MINGUELLA: ” AMB MI MESSI MAI NO SE’N HAURIA ANAT “

“Conmigo nunca te habrías ido de aquí”
( JOSEP MARIA MINGUELLA, ex representant de futbolistes)

Las imágenes de Leo Messi despidiéndose del Barça entre lágrimas, la llegada a París, la presentación en el Parque de los Príncipes… me han hecho recordar sus primeros días en Barcelona.

De Lionel Messi supe por primera vez a principios del 2000, a través de un conocido mío argentino, el abogado Juan Mateo Walter, que jugaba a tenis en el Club Pompeya y formaba parte de un grupo de argentinos establecidos en Barcelona a raíz del exilio por la dictadura de Videla.

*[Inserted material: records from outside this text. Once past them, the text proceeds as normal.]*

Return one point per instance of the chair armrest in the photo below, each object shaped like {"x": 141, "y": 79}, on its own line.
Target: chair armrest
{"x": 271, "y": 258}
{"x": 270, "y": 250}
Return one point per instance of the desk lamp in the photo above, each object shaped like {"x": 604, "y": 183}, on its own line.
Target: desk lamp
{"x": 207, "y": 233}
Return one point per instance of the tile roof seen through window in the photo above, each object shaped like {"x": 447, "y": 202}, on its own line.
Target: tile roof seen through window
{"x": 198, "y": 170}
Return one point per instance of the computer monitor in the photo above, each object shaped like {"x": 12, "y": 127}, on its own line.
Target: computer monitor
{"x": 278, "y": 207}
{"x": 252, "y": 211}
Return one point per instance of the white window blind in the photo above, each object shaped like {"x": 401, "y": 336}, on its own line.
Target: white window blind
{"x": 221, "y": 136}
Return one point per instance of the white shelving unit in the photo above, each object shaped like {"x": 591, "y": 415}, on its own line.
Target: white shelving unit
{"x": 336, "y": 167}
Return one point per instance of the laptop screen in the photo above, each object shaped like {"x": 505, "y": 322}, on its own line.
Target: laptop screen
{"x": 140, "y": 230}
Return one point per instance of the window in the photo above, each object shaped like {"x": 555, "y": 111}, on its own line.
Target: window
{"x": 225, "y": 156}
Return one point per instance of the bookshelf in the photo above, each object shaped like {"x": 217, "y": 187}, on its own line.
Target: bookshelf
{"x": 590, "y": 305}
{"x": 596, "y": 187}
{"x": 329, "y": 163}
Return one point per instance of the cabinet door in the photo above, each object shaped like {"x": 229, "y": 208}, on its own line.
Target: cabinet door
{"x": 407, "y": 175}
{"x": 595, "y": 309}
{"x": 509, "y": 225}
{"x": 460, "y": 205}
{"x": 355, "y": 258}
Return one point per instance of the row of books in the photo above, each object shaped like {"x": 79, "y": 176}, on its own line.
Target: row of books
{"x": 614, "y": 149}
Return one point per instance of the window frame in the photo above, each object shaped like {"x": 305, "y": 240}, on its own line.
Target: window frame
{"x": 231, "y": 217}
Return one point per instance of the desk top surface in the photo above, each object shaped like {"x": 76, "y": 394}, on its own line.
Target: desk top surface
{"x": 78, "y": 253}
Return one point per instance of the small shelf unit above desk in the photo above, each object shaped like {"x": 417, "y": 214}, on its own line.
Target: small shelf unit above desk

Walter me daba información de jugadores de su país, y un día me habló de un crío que le habían ofrecido unos amigos de Rosario, que jugaba en Newell’s y que destacaba por encima de todos los niños de su edad.
Aquel Leo de 13 años era un chico tímido, de mirada huidiza, que parecía asustado

La primera reacción mía fue de duda: ¿qué hago? En aquella época, finales de los noventa, no traíamos futbolistas tan jóvenes de Sudamérica. Ni de ningún otro lugar, porque no había la cultura de fichar a niños. La escuela de fútbol donde jugaba, Marka, nos envió un vídeo donde se veía a Leo, de pequeño, con la pelota en los pies, corriendo hacia la portería… Me pareció un estilo totalmente diferente, que en todos estos años ha sido una de sus características: el fútbol directo y de velocidad.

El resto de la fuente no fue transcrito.